To Have Health
We cite one of Dostoevsky’s characters who was facing a fatal illness, and who had this to say concerning health: “Oh, now I don’t care, now I’ve no time to be angry,” he said, “but …how I used to dream …how I longed to be turned out into the street … to be deserted and utterly alone, without lodging, without work, without a crust of bread, without relations, without one friend in a great town, hungry, beaten … but healthy … then I would show them.”1
This poignant utterance on the priceless blessing of health suggests much that is sobering. Ill health may come, of course, through unavoidable misfortune; but it can also come, unfortunately, from neglect, indifference, indulgence, uncontrolled appetites and harmful habits, and a variety of circumstances and situations that we could have avoided - and this is the more pity, since this wondrously functioning physical body which we have been given is precious beyond price.
What fine, interacting function there is between spirit and mind and body, and all else that makes up a man! No one can fully define it, or draw sharp lines of separation, but whatever is temporal, whatever is eternal, there should be intelligent use, intelligent care toward healthy, happy, effective functioning, without cluttering mind or spirit or our physical faculties, with anything that would detract from health or impair our capacity.

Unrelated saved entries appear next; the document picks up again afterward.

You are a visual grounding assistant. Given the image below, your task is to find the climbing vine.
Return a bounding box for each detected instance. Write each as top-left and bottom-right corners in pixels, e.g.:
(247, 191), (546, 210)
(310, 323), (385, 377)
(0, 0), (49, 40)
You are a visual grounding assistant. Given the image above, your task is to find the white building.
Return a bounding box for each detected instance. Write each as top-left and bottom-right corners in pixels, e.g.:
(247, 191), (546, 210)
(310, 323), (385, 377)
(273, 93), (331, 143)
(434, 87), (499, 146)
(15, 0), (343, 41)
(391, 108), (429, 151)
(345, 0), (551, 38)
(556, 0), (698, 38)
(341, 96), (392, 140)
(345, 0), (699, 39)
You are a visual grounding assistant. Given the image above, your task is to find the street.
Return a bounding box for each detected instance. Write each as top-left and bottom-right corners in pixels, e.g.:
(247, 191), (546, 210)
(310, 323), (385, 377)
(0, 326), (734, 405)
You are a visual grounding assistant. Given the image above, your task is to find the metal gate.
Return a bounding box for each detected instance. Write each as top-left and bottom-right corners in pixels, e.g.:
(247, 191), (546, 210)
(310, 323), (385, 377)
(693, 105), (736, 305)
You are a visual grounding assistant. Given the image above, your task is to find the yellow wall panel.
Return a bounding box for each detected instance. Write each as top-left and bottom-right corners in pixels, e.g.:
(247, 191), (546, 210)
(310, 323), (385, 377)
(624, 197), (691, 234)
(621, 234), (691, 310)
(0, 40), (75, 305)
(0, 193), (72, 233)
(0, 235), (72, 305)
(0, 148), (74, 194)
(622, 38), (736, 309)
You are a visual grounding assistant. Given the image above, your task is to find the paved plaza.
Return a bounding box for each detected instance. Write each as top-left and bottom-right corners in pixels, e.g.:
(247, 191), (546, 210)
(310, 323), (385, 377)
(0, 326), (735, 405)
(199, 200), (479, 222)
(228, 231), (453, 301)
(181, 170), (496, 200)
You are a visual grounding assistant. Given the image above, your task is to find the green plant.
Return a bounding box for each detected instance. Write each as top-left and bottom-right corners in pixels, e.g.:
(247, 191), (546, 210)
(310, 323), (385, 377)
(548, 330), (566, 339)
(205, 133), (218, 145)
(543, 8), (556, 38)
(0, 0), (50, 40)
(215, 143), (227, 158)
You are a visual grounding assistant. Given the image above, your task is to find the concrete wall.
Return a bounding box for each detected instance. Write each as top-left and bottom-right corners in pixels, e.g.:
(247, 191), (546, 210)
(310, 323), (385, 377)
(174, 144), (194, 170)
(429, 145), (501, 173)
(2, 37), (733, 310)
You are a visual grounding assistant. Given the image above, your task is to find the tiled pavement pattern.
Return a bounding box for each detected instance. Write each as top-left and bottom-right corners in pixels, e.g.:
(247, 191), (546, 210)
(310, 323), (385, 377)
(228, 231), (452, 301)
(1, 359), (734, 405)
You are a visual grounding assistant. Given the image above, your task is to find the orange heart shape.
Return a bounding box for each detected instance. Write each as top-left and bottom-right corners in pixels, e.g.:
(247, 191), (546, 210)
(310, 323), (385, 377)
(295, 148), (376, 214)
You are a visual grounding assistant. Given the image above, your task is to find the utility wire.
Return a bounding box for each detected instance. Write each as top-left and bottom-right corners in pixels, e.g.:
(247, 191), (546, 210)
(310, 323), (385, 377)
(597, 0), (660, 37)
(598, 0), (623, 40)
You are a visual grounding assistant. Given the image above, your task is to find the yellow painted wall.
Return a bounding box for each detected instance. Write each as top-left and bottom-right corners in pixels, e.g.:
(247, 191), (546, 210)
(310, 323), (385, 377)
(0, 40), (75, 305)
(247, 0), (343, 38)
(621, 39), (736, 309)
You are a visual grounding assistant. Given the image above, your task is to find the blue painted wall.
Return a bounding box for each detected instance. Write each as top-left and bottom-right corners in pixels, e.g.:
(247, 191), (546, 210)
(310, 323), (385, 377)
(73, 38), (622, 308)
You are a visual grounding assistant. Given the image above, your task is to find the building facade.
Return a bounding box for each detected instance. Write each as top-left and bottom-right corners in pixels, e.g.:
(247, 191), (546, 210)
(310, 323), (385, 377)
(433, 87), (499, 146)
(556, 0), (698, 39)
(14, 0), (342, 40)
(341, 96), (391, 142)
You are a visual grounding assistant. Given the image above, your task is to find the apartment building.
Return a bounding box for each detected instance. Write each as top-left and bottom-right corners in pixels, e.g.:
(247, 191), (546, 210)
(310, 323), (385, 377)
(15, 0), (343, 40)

We have an obligation to know the laws of health so far as we can and to live temperately – with prudence and thanksgiving, with respect and gratitude, avoiding anything that would make us less than wholesomely alive or responsibly alert. It is utter wicked unwisdom to do anything that would make us less than our healthiest and happiest.
Respect, caution, and common sense should keep us from indulging or abusing or ignoring the wondrous, finely functioning physical faculties that God has given – the only ones we will ever have within the limits of this life.